The data obtained from 13 lifeguards were included, that means that 78 resuscitation test were completed. The MM-only performance skills reached 69.7% ± 40.4 for 5 kn and 60.0% ± 41.8 for 10 kn (p = .59). For full CPR, performance was 74.4% ± 24.2 and 68.5% ± 23.9 respectively. Quality of MM and CPR decreased, not significantly, while sailing at 5 kn and 10 kn [(Q-MM; 5 kn: 59.9% ± 37.8 vs. 10 kn: 43.2% ± 41.4, p = .42)(Q-CPR; 5 kn: 64.8% ± 21.2 and 10 kn: 60.6% ± 21.0, p = .44)]. MM-only and CC variables were significantly worse on RJS when compared with resuscitation at the beach (p < .05). A trend for better results by lifeguards previously training on RJS was observed.

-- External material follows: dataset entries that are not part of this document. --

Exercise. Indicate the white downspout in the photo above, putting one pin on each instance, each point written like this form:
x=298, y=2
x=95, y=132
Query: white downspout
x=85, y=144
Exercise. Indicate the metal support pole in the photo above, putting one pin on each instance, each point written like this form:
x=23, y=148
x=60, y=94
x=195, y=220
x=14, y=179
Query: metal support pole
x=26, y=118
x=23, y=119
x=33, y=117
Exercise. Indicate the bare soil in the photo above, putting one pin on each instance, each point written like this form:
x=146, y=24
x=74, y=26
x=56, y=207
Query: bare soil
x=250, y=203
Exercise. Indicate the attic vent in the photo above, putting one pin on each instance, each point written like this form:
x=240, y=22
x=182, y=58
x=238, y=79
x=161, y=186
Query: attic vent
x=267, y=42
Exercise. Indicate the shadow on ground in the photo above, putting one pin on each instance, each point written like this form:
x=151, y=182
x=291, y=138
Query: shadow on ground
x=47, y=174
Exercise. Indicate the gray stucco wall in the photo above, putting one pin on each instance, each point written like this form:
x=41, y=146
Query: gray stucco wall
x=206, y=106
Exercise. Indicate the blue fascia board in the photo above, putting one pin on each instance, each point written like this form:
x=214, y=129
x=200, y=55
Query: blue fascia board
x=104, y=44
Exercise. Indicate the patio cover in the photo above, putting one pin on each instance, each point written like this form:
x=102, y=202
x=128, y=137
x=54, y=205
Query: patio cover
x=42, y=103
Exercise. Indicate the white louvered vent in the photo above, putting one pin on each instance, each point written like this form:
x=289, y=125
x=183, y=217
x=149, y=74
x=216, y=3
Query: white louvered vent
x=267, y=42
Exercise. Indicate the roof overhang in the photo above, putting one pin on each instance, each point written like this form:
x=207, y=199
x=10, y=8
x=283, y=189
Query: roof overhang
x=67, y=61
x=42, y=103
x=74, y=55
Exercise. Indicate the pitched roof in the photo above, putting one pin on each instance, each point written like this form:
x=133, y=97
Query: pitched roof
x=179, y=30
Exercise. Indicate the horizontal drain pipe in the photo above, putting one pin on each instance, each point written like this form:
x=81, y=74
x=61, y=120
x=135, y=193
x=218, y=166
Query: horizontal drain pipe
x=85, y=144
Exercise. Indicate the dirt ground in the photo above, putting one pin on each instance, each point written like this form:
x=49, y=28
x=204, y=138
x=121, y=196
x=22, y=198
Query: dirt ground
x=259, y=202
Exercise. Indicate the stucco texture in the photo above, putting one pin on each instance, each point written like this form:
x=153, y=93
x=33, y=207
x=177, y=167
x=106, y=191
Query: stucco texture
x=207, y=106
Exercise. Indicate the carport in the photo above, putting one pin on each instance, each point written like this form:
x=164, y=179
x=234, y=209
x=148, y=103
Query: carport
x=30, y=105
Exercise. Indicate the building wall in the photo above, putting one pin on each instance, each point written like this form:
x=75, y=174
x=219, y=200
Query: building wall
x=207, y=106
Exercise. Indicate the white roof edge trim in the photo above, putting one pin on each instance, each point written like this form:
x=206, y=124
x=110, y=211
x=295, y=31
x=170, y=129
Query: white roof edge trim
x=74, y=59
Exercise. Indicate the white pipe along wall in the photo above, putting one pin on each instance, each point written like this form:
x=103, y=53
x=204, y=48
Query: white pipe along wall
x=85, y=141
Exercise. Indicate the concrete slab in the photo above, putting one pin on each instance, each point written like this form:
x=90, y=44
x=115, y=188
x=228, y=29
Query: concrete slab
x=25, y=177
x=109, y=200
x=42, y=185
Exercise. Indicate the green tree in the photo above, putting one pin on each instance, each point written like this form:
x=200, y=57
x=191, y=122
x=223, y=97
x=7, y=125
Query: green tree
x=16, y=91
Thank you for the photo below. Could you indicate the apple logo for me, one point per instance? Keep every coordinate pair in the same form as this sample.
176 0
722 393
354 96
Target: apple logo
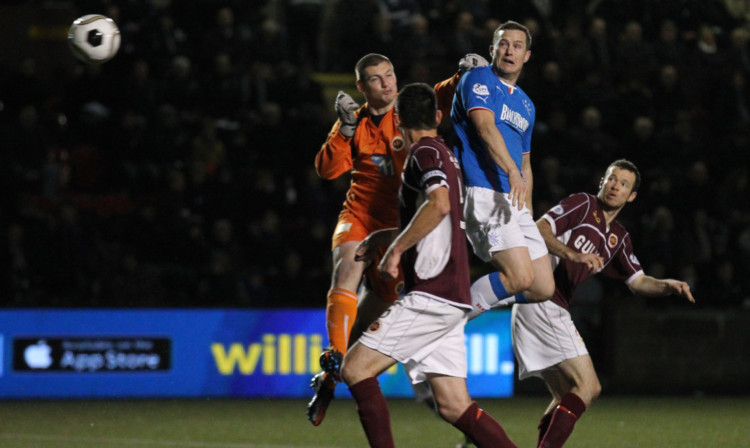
38 356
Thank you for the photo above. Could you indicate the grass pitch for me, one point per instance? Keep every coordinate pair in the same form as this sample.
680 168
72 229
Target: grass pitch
613 422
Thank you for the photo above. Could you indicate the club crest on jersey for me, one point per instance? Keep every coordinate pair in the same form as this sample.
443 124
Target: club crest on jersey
612 240
397 143
399 286
634 259
480 89
374 327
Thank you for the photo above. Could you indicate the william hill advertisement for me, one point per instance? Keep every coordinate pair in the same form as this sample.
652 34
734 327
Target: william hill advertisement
202 353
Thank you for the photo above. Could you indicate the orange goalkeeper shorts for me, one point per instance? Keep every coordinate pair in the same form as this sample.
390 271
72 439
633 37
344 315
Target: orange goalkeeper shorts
350 228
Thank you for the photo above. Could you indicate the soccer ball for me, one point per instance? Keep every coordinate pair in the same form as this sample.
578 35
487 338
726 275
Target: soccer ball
94 38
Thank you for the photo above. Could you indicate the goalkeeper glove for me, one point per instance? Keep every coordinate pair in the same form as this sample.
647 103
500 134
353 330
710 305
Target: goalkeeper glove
470 61
345 109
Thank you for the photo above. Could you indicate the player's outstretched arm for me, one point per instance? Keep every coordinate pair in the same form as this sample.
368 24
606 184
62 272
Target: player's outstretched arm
424 221
650 286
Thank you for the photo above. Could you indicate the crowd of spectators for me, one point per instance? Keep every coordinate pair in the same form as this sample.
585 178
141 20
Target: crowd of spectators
180 173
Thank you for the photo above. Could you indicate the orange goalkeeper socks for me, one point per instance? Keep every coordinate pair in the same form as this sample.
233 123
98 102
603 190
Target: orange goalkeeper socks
340 314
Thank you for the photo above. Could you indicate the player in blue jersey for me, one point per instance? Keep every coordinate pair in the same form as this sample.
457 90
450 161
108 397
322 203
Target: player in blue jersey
493 121
424 330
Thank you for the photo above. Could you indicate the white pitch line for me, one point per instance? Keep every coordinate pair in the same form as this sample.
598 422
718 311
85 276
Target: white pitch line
142 442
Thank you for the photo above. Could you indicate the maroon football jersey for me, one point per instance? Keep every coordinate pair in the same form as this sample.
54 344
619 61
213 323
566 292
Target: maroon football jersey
439 264
578 221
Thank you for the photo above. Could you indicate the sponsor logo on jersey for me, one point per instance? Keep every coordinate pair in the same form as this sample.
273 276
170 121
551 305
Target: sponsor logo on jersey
584 245
343 227
384 164
514 118
397 143
612 240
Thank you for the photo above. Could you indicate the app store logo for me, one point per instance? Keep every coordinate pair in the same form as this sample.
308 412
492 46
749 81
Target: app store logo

Resuscitation techniques on board of a RWC are feasible and therefore they could be an option for lifeguards when their training, sea conditions, distance and the victim's characteristics allow it. CPR maneuvers may be highly effective at 10 kn, both for MM-only and CPR, however, the quality of the ventilations dramatically worsen with increasing speed.
反应时间是溺水者生存和救生的预测因素。救援水艇(RWC)是救生员操作中非常常见的救生艇。本研究的目的是分析在不同速度下航行时,在 RWC 上提供有效口对口通气和/或心肺复苏(CPR)的可行性。
使用准实验交叉块设计,在海滩上和以 5 节(kn)和 10 节两种不同速度航行时,在 1 分钟的努力中测试口对口通气(仅 MM)和 CRP 的效果,海面平静。质量 CPR 参考标准为 2015 年 ERC 指南。
共纳入 13 名救生员的数据,这意味着完成了 78 次复苏测试。仅 MM 性能技能在 5 kn 时达到 69.7%±40.4%,在 10 kn 时达到 60.0%±41.8%(p=0.59)。对于完整的 CPR,性能分别为 74.4%±24.2%和 68.5%±23.9%。当以 5 kn 和 10 kn 航行时,MM 和 CPR 的质量略有下降,但无统计学意义[(Q-MM;5 kn:59.9%±37.8 vs. 10 kn:43.2%±41.4,p=0.42)(Q-CPR;5 kn:64.8%±21.2 和 10 kn:60.6%±21.0,p=0.44)]。与在海滩上进行复苏相比,救生员在 RJS 上的 MM-only 和 CC 变量明显更差(p<0.05)。观察到救生员之前在 RJS 上接受培训时会有更好的结果的趋势。
在 RWC 上进行复苏技术是可行的,因此,当救生员的培训、海况、距离和受害者的特征允许时,它们可能是救生员的一种选择。CPR 操作在 10 kn 时可能非常有效,无论是对于仅 MM 还是 CPR,但是,随着速度的增加,通气质量会急剧恶化。